March 12, 2009 at 9:10 pm
C. Westra (3/12/2009)
I'm afraid differences in resources are partly induced by Sql Server caching (intermediate) results between the first and latter queries.If you use DBCC DROPCLEANBUFFERS between the queries, caches are emptied and differences in time and physical reads may better reflect actual use of resources.
Heh... or do what I did... just run the code more than once so you can see that even in the face of caching, some solutions just shouldn't be used. 😉
--Jeff Moden
Change is inevitable... Change for the better is not.
March 12, 2009 at 9:26 pm
Jeff Moden (3/12/2009)
C. Westra (3/12/2009)
I'm afraid differences in resources are partly induced by Sql Server caching (intermediate) results between the first and latter queries.If you use DBCC DROPCLEANBUFFERS between the queries, caches are emptied and differences in time and physical reads may better reflect actual use of resources.
Heh... or do what I did... just run the code more than once so you can see that even in the face of caching, some solutions just shouldn't be used. 😉
... and, just to drive the point home, here's the code with both cache clearing commands in it just before each test run AND I put the "Holy Grail" code as the last code to give it the absolute best chance AND I listed the results from the 1st run after I rebuild the table. Caching has nothing to do with how bad the "Holy Grail" method takes a beating...
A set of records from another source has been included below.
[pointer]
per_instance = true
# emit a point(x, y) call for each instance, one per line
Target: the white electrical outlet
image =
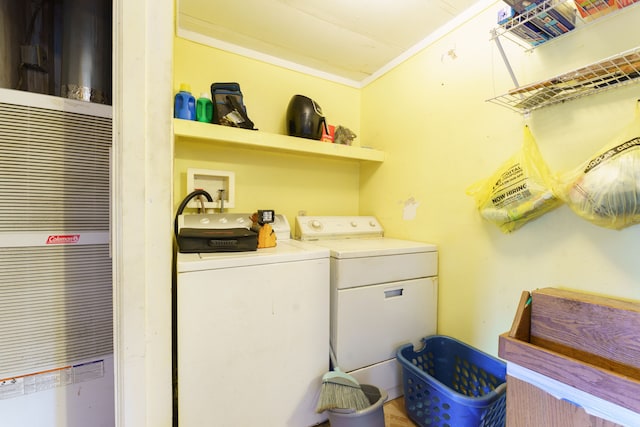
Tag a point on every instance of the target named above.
point(212, 181)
--===== Define the starting row and page size
DECLARE @StartRow INT ; SET @StartRow = 900000
DECLARE @PageSize INT ; SET @PageSize = 50
PRINT '--============================================================================='
PRINT '-- The "No RBAR/No Join" method'
PRINT '--============================================================================='
--===== Clear the guns
DBCC FREEPROCCACHE
DBCC DROPCLEANBUFFERS
--===== Turn on the timers
SET STATISTICS IO ON
SET STATISTICS TIME ON
--===== The "No RBAR/No Join" method
;WITH
cteCols AS
(
SELECT NULL AS SomeInt, NULL AS SomeLetters2, 0 AS Seq, Rows AS TotRows
FROM sys.Partitions
WHERE Object_ID = OBJECT_ID('dbo.JBMTest')
AND Index_ID = 1
UNION ALL --------------------------------------------------------------------
SELECT SomeInt, SomeLetters2,
ROW_NUMBER() OVER(ORDER BY SomeInt, SomeLetters2) AS Seq,
NULL AS TotRows
FROM dbo.JBMTest
)
SELECT Seq, SomeInt, SomeLetters2, TotRows
FROM cteCols
WHERE Seq BETWEEN @StartRow AND @StartRow + @PageSize - 1
OR Seq = 0
ORDER BY Seq
--===== Turn off the timers
SET STATISTICS TIME OFF
SET STATISTICS IO OFF
PRINT '--============================================================================='
PRINT '-- A different No Join method'
PRINT '--============================================================================='
--===== Clear the guns
DBCC FREEPROCCACHE
DBCC DROPCLEANBUFFERS
--===== Turn on the timers
SET STATISTICS IO ON
SET STATISTICS TIME ON
--===== A different No Join method
;WITH
cteCols AS
(
SELECT SomeInt, SomeLetters2,
ROW_NUMBER() OVER(ORDER BY SomeInt, SomeLetters2) AS Seq,
NULL AS TotRows
FROM dbo.JBMTest
)
SELECT Seq, SomeInt, SomeLetters2, (SELECT Rows
FROM sys.Partitions
WHERE Object_ID = OBJECT_ID('dbo.JBMTest')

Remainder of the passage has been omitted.